Brian Leiter on "American Law Schools and the Psychology of Cyber-Hysteria"

American Law Schools and the Psychology of Cyber-Hysteria

Previously, I wrote about how the steep decline in applications to law schools was an unsurprising "consumer" response to the downturn in the legal sector in the wake of the financial crisis and the recognition that student debt was no longer dischargeable in bankruptcy. What was surprising, however, was the new "meme" that took hold in cyberspace: this economic catastrophe was the fault of law schools and law professors. The psychology of this "meme" is our topic here.

In 1887, the philosopher Nietzsche observed that,

Every sufferer instinctively looks for a cause of its distress, more exactly, for a culprit, even more precisely for a guilty culprit who is receptive to distress--in short, for a living being upon whom he can release his emotions, actually or in effigy, on some pretext or other; because the release of emotions is the greatest attempt at relief, or should I say, anaestheticizing on the part of the sufferer.

His hypothesis -- that those suffering look for someone to blame in order to anaesthetize their pain -- is now well-supported by work in empirical psychology.
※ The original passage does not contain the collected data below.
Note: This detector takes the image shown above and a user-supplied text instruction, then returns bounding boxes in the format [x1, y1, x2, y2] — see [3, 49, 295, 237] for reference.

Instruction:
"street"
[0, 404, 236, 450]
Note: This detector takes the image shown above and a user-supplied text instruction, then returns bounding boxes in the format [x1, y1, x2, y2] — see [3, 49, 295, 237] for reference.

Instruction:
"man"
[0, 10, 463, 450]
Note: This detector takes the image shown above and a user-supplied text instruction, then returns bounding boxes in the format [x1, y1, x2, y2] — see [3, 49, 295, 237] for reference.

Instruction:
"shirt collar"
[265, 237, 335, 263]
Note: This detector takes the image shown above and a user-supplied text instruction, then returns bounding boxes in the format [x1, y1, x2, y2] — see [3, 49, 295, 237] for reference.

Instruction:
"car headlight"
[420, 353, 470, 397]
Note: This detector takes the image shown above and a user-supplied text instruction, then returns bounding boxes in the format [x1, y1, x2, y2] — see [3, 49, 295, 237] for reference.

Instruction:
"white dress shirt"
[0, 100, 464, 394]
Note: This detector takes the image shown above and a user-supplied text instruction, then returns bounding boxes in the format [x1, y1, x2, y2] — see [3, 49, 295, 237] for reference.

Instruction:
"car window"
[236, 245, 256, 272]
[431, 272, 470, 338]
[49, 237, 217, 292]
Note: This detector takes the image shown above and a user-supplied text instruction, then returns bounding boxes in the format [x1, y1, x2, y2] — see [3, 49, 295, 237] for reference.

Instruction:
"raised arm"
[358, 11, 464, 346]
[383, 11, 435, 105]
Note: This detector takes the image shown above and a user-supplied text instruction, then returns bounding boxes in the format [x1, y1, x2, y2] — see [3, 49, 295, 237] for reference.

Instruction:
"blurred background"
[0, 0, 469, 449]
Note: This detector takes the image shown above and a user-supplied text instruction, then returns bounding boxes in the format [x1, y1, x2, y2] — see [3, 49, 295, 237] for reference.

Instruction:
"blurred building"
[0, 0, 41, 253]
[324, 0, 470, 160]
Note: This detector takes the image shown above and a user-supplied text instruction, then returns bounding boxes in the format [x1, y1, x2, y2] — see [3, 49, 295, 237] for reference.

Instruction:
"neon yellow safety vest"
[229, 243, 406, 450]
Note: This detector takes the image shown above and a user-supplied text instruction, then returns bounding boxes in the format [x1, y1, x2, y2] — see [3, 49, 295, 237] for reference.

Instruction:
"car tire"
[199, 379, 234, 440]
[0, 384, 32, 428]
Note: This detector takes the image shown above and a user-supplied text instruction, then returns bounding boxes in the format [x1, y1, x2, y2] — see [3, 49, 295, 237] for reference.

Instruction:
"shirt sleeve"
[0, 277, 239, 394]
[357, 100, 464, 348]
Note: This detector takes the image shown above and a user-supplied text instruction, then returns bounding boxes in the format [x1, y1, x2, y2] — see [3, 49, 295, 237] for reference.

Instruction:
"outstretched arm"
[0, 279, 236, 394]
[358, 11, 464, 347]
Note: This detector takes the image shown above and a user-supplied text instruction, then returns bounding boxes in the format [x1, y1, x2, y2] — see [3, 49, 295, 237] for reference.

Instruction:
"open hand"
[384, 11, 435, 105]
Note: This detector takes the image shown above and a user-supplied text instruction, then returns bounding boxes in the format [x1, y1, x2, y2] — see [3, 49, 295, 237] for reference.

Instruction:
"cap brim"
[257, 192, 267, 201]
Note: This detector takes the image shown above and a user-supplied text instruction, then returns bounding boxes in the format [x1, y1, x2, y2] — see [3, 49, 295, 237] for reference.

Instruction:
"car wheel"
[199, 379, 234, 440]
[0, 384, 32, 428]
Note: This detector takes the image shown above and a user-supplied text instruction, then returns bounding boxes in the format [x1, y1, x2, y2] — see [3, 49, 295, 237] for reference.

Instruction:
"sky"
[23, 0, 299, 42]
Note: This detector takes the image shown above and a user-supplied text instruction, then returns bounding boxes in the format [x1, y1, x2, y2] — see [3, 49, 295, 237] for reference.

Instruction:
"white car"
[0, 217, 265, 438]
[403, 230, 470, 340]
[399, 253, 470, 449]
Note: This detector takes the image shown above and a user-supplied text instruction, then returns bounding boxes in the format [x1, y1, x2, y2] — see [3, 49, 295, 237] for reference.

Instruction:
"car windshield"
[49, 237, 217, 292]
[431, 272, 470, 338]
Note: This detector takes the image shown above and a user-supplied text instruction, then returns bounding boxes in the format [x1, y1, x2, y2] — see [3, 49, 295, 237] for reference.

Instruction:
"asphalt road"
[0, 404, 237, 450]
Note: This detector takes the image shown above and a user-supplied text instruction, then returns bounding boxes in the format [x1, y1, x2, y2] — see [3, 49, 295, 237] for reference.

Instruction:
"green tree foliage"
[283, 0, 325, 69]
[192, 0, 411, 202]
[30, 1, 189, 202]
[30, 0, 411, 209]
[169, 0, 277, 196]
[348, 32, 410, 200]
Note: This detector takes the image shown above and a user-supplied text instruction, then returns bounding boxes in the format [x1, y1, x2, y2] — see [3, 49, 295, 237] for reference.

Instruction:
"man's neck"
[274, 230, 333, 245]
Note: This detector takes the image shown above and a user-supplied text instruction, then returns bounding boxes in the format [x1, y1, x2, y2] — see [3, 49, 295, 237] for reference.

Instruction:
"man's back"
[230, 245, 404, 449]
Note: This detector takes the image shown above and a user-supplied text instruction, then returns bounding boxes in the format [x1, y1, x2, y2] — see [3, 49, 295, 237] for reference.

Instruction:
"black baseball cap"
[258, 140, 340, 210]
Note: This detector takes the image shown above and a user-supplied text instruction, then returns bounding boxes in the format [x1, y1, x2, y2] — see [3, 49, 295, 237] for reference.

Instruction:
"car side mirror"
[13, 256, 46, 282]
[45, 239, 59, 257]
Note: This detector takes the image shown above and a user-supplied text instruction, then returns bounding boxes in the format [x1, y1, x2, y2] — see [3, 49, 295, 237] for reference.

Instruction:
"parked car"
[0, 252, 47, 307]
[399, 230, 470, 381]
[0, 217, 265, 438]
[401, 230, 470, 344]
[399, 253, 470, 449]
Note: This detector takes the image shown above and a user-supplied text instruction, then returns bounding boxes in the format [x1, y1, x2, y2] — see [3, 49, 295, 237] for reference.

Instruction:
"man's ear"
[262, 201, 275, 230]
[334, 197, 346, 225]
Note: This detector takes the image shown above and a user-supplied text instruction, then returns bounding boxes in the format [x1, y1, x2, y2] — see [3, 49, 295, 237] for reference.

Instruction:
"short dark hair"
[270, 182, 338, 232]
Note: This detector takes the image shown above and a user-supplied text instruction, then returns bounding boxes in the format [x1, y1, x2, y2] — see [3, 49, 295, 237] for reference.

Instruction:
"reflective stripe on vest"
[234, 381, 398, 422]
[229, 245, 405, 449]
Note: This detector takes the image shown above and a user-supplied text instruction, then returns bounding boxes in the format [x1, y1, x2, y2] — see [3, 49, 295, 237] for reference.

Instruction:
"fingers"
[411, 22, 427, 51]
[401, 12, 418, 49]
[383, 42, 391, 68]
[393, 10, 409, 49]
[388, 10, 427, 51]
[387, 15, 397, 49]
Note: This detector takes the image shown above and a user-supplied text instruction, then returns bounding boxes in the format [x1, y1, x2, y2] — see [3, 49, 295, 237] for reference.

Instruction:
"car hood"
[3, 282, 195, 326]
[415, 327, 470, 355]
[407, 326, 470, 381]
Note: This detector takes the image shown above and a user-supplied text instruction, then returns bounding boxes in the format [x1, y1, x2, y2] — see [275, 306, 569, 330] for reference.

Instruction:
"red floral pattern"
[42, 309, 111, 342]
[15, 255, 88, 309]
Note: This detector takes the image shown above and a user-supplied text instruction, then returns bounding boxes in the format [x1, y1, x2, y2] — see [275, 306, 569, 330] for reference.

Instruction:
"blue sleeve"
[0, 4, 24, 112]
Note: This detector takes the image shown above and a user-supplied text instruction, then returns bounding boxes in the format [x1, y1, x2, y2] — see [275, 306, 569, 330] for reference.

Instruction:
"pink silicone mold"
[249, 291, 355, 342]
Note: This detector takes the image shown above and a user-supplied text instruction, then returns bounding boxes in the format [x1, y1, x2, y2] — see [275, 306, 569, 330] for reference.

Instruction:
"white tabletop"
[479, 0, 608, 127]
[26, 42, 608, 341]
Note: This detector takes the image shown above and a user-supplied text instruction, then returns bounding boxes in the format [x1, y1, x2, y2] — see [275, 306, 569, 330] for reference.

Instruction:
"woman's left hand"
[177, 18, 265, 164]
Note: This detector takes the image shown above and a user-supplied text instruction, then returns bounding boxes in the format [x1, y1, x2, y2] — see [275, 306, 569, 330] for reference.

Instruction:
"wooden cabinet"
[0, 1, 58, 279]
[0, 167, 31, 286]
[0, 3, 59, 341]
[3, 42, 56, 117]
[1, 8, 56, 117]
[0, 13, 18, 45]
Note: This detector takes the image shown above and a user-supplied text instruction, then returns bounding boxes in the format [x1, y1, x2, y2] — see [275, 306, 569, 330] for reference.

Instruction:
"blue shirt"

There is, undoubtedly, considerable suffering among recent law school graduates: unemployment, jobs lost, crushing debts. Some unhappy law graduates have taken to the Internet in search of an explanation for the economic catastrophe they find themselves in. They quickly settled on an "explanation," a "guilty culprit": law schools, by presenting misleadingly optimistic employment data, had induced innocents to enroll who never would have gone to law school. "Law school is a scam," they declared.